When I created Awan I knew I needed to have a tribe of fishermen because fish was an important part of the diet of the Eastern European, Ashkenazi, Jews. Being of Ashkenazic decent myself, I grew up eating fish for breakfast: cured salmon (lox), smoked whitefish, pickled herring, and during the Passover holiday, gefilte fish. So when I thought of a dish for the Dayag, a breakfast dish involving fish seemed appropriate. Since moving to the Pacific Northwest, I haven’t eaten lox, whitefish or herring as often. Usually these fish are reserved for holidays or bar and bat mitzvot, yet smoked salmon is a common Pacific Northwest dish.
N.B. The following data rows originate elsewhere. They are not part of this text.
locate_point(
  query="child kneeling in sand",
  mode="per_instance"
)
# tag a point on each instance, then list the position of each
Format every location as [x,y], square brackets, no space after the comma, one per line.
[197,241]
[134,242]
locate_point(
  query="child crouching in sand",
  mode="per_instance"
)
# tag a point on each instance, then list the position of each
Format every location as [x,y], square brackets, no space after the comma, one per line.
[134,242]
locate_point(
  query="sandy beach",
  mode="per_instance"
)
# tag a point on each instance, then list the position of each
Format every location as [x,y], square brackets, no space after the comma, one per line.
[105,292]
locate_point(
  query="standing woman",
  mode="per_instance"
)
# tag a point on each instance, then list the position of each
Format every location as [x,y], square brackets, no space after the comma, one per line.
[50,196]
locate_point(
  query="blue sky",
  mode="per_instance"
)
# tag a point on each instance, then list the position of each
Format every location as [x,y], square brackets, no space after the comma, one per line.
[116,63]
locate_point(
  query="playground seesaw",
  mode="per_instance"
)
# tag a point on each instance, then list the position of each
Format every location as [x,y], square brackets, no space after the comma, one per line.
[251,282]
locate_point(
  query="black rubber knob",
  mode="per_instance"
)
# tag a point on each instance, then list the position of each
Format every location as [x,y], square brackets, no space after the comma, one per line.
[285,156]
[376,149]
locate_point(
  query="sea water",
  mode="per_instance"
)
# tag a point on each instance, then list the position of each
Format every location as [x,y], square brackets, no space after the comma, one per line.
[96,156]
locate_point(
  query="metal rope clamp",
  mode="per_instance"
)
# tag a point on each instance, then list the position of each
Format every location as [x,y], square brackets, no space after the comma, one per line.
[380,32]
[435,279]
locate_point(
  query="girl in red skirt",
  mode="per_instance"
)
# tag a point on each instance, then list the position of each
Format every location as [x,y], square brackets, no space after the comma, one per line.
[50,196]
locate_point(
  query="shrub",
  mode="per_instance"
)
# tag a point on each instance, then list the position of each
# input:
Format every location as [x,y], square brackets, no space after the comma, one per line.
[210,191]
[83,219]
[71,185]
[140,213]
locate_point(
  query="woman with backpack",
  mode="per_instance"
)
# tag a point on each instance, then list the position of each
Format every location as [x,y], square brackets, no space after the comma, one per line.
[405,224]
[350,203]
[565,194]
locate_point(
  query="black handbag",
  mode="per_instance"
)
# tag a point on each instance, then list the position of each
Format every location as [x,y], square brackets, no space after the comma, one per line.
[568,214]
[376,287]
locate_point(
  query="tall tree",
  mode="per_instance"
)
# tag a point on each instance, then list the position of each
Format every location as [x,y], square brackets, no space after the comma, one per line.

I decided to merge my heritage with my chosen home by creating a breakfast dish using smoked salmon.
American Jews tend to eat their salmon on bagels, but because the Dayag don’t grow wheat, bagels were off the menu. Eggs on the other hand, that was another story. Of all egg dishes, one of my favorites is the frittata, an Italian dish that some people describe as an open-face omelet. But unlike the omelet, frittatas are easy to make for multiple people, making it a great choice for a family. I also love the idea of playing with an Italian dish. Many Italian immigrants and Jewish immigrants moved to large cities and often lived in neighborhoods close to one another. Italian food became an important part of the American Jewish experience. As a child I probably ate more Italian food than I did Jewish food.
6 oz smoked salmon
1 cup goat kefir (can substitute cow milk, cream, or kefir)
2 T fresh dill
grapeseed oil (or sunflower oil)
Beat together eggs, add kefir and finely chopped dill. Set aside.
Cut leeks in half and rinse under running water or soak in a bowl to clean dirt from inner layers. Slice leeks and asparagus into 1/4 inch pieces. Add about two tablespoons of oil to a preheated pan, add the leeks and asparagus and cover. Sweat the leeks and asparagus on low/medium heat for about 5 minutes. Meanwhile, slice mushrooms and crumble salmon. Add mushrooms, and salmon to leeks. Continue to sweat on low/medium heat for a few more minutes, until just soft. Do not let the vegetables to become brown or mushy.
Season the egg mixture with a little salt and pepper (Taste the vegetables prior to seasoning the eggs since smoked salmon tends to be salty. If the vegetables are very salty, do not add much salt to the eggs.) Add enough oil to a preheated non-stick pan to just cover the bottom. Pour egg mixture into pan. Cook at medium/low for approximately one minute to allow mixture to begin to set. Add the vegetables and salmon to egg mixture, distributing evenly. Cover and cook over medium/low heat until fully set, approximately 15-20 minutes. Turn out onto a cutting board and cut into 8 pieces (pizza cutters work well). Garnish with dill.
Serves 4 – 8. One wedge plus potatoes or a light salad is enough for one. We often just have two wedges and call it good.